Camellia sinensis (tea plant) is the shrubby plant from which all true teas derive. It is distinctly different from Melaleuca alternifolia (tea tree) and Leptospermum scoparium (Australian tea tree) which are the sources of tea tree essential oils but not the brewable leaves. There are two primary and fairly distinct tea plants, one for Chinese teas and one for Indian Assam teas. Both can be sources of black tea, green tea, white tea, oolong tea, yellow tea, kukicha tea and pu-erh tea. These different teas are simply harvested at different stages of maturity and/or processed in a slightly different manner. While most teas are derived from the leaves of the tea plant, some are also brewed from the buds and the twigs.
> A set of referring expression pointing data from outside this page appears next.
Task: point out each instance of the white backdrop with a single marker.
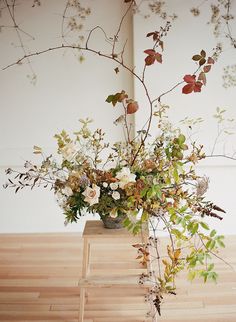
(187, 37)
(67, 90)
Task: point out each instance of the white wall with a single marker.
(67, 90)
(188, 36)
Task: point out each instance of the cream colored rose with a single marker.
(114, 213)
(68, 151)
(67, 191)
(115, 195)
(92, 194)
(125, 176)
(114, 185)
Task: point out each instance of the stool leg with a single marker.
(86, 258)
(85, 272)
(82, 304)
The Chinese word for the Camellia shrub literally means “tea flower” while the sinensis portion of the Latin name means “from China.” While Camellia sinensis is native to Asia and India, it has quickly expanded its range and is now grown worldwide in any areas that are temperate enough to meet its needs. The tea plant prefers tropical or subtropical growing conditions and does not enjoy frosts or cold weather (although some newer tea cultivars have been bred to be quite cold tolerant). Despite this preference for heat, some clonal varieties are grown as far north as Zone 7 and some tea groves can be found growing high in cool mountainous conditions. It is reported that teas slowly maturing in cooler conditions develop a much more flavourful leaf. In our area the tea plant makes a great greenhouse plant and then mopes indoors through the long winter. It is quick to perk back up the following summer once it finds itself back in its preferred warm humid conditions.
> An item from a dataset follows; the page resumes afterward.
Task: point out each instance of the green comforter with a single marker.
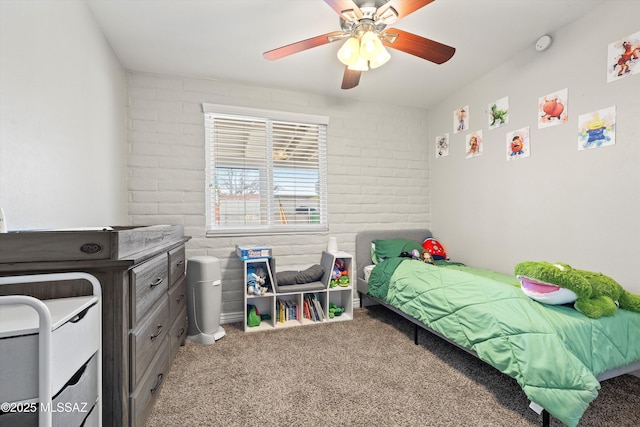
(554, 352)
If you are really fortunate, you may find a tea plant for sale at a nursery. I had to start mine from seed which was a bit of an adventure. Tea seeds are very hard to find and even once you track some down they often aren’t viable. I found a supplier who offered 25 seeds at a reasonable price. What he shipped was well over one hundred seeds with the explanation that germination was “spotty.” I soaked the seeds in hot water for a couple of days. The literature suggests that the good seeds sink and he dead seeds float. I planted a tray of each just to compare and had only one seed from the “sinkers” and one seed from the “floaters” germinate. From what I’ve read this poor germination is not unusual. All I really needed was one plant which can be cloned once it’s larger so the poor germination really wasn’t a problem. One hundred tea plants may have been. Tea plants should be grown in slightly acidic free draining soil. Regular watering and misting is critical to their happiness. Two to three years in you may be able to harvest your first leaves. By then the plants could be between one and two meters in height unless you keep them well pruned.
They say that tea is the second most widely consumed beverage in the world, topped only by water. Sounds like the perfect bandwagon to jump on. A little garden challenge is always fun as well.